(The Center Square) – Former President Donald Trump’s attorneys have signaled that they are planning to allege their client is the victim of selective prosecution, a procedural defense that argues the criminal justice system discriminated against Trump by bringing charges.
Trump, 77, is the front-runner for the Republican nomination for president. However, he faces legal challenges across the country as he seeks the GOP nomination, including four criminal cases, two of which were filed in federal court by special counsel Jack Smith.
In June, Trump pleaded not guilty to 37 counts that allege he kept sensitive military documents, shared them with people who didn’t have security clearance, and tried to thwart the government’s efforts to get them back. In August, Trump’s attorneys entered a not-guilty plea on his behalf to additional charges in the documents case. Charges in a superseding indictment allege Trump attempted to delete surveillance video at his Mar-A-Lago home in Florida.
Trump’s attorneys said a recent court filing they are considering a selective prosecution motion.
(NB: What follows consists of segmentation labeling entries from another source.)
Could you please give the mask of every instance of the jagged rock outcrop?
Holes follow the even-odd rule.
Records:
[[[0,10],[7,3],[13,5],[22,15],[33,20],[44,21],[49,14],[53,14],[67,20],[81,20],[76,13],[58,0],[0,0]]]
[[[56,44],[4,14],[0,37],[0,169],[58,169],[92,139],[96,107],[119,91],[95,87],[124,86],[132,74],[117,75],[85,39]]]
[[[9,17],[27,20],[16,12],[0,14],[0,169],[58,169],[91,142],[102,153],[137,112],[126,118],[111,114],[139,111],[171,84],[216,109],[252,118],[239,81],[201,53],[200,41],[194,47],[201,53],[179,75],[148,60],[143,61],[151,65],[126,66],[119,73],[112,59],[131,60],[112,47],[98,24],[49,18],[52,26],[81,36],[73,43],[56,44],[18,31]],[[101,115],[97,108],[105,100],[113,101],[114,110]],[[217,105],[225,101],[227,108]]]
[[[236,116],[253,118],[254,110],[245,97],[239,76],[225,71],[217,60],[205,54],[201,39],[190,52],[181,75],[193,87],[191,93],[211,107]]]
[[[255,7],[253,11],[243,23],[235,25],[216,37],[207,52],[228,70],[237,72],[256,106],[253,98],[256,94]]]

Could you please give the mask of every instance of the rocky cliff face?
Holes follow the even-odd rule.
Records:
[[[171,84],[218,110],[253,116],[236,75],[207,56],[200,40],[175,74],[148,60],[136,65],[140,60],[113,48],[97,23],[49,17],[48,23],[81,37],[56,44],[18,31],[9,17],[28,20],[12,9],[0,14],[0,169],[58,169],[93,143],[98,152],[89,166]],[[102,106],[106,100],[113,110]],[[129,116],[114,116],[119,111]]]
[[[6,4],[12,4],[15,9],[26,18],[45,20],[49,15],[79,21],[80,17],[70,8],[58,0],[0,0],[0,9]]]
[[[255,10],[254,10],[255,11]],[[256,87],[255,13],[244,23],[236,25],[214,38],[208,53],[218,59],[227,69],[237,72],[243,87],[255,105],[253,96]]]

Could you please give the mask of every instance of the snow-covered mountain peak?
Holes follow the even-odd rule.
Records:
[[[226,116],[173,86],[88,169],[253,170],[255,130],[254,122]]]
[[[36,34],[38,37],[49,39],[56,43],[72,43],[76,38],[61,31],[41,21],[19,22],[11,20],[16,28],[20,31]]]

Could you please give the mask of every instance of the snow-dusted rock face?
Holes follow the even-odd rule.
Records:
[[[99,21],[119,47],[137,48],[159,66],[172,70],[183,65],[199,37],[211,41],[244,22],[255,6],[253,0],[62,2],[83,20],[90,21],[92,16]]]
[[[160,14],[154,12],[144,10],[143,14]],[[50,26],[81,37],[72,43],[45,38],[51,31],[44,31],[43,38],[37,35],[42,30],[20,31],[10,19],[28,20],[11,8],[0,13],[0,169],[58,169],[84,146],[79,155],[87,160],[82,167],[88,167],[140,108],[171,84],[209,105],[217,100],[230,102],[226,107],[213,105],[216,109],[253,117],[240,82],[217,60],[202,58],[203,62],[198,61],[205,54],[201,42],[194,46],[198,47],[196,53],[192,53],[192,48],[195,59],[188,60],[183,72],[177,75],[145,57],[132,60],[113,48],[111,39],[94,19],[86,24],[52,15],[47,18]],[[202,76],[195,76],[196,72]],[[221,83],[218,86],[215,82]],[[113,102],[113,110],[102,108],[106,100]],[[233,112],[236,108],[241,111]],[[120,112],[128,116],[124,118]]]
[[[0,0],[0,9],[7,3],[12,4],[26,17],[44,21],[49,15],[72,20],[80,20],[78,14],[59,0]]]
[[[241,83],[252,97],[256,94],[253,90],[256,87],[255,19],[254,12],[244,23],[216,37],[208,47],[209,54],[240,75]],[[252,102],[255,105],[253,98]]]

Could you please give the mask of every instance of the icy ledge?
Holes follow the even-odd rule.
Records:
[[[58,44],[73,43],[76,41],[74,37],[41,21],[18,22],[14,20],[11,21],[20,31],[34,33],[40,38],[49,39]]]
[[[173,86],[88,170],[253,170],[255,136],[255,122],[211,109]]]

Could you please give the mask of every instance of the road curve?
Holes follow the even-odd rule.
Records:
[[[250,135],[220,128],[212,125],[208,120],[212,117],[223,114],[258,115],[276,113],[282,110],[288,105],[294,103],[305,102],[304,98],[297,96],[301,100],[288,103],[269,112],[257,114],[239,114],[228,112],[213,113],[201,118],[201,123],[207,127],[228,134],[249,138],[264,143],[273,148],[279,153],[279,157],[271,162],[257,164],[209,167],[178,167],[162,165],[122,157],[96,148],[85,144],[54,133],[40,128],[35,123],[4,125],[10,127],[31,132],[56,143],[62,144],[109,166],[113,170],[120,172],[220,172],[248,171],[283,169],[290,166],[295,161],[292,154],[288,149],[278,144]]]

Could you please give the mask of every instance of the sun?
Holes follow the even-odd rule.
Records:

“President Trump also intends to seek discovery relating to an anticipated selective prosecution motion, as well as information relating to historical practices of the National Archives and Records Administration and under the Presidential Records Act.”
David Alan Sklansky, a Stanford University criminal law professor and former federal prosecutor, said it could be a long shot for Trump.
“It’s a high bar, and Trump doesn’t appear to have any chance of meeting the requirements,” Sklansky told The Center Square. “He’d have to prove that there were other people who committed the same offense, and were equally culpable, but who weren’t prosecuted, and he’d also need to prove that he was singled out for a reason that the Constitution disallows – like race, religion, or political party. If there were Democrats who did what Trump is alleged to have done – intentionally and illegally hold onto documents with highly sensitive national security information, and then try to obstruct government efforts to locate and retrieve the documents – and they weren’t prosecuted, that might be the basis for a selective prosecution motion. But there aren’t cases like that. On the contrary, there is a long history of prosecuting people for illegal possession of classified documents regardless of their political party, and even without the kind of lies and obstruction that have been alleged in this case.”
Classified documents were discovered at the Carmel, Indiana, home of former Vice President Mike Pence in January. The FBI later conducted a five-hour voluntary search of Pence’s home and found another classified document. In June, the U.S. Department of Justice closed its investigation into the matter without bringing charges.
Classified documents also turned up in President Joe Biden’s possession. Between November 2022 and January 2023, Biden’s attorneys found classified documents at his former office and his Delaware home. Biden then voluntarily allowed federal authorities to search his properties for additional materials. To date, no charges have been filed in that case.
But Trump’s documents case is different than both of those, said Cheryl Bader, a clinical associate professor at Fordham University and a former federal prosecutor.
“I think the circumstances of Trump’s case are quite unique, particularly because he was given every opportunity to voluntarily turn over these documents and didn’t,” she told The Center Square. “There are attorneys who kept copious notes about Trump’s instructions regarding how these documents should not be turned over.”
Bader said people have been prosecuted for mishandling classified documents from both parties.
“To the extent that the court was to look and see what happened to similarly situated targets, I think that they would find that defendants have been prosecuted for less egregious conduct than Trump’s and Trump wouldn’t be able to establish a pattern of prosecuting people affiliated with the Republican Party, but not people affiliated as Democrats,” she said.
The U.S. Supreme Court set the bar high for claims of selective prosecution, said Guy Rubinstein, Clark Byse Fellow and Doctor of Juridical Science candidate at Harvard Law School.
“Criminal defendants who raise a selective prosecution claim virtually never win,” he told The Center Square. “That is a direct consequence of the Supreme Court’s strict requirements for proving selective prosecution, which some scholars have referred to as ‘insurmountable.’ “
He added: “Defendants wishing to support their claim will usually need to obtain discovery of relevant prosecutorial documents, but the discovery standard itself is highly demanding, requiring defendants to provide ‘a credible showing of different treatment of similarly situated persons’ (namely, the same kind of data whose existence they are seeking to prove to begin with – a ‘Catch-22’ situation).”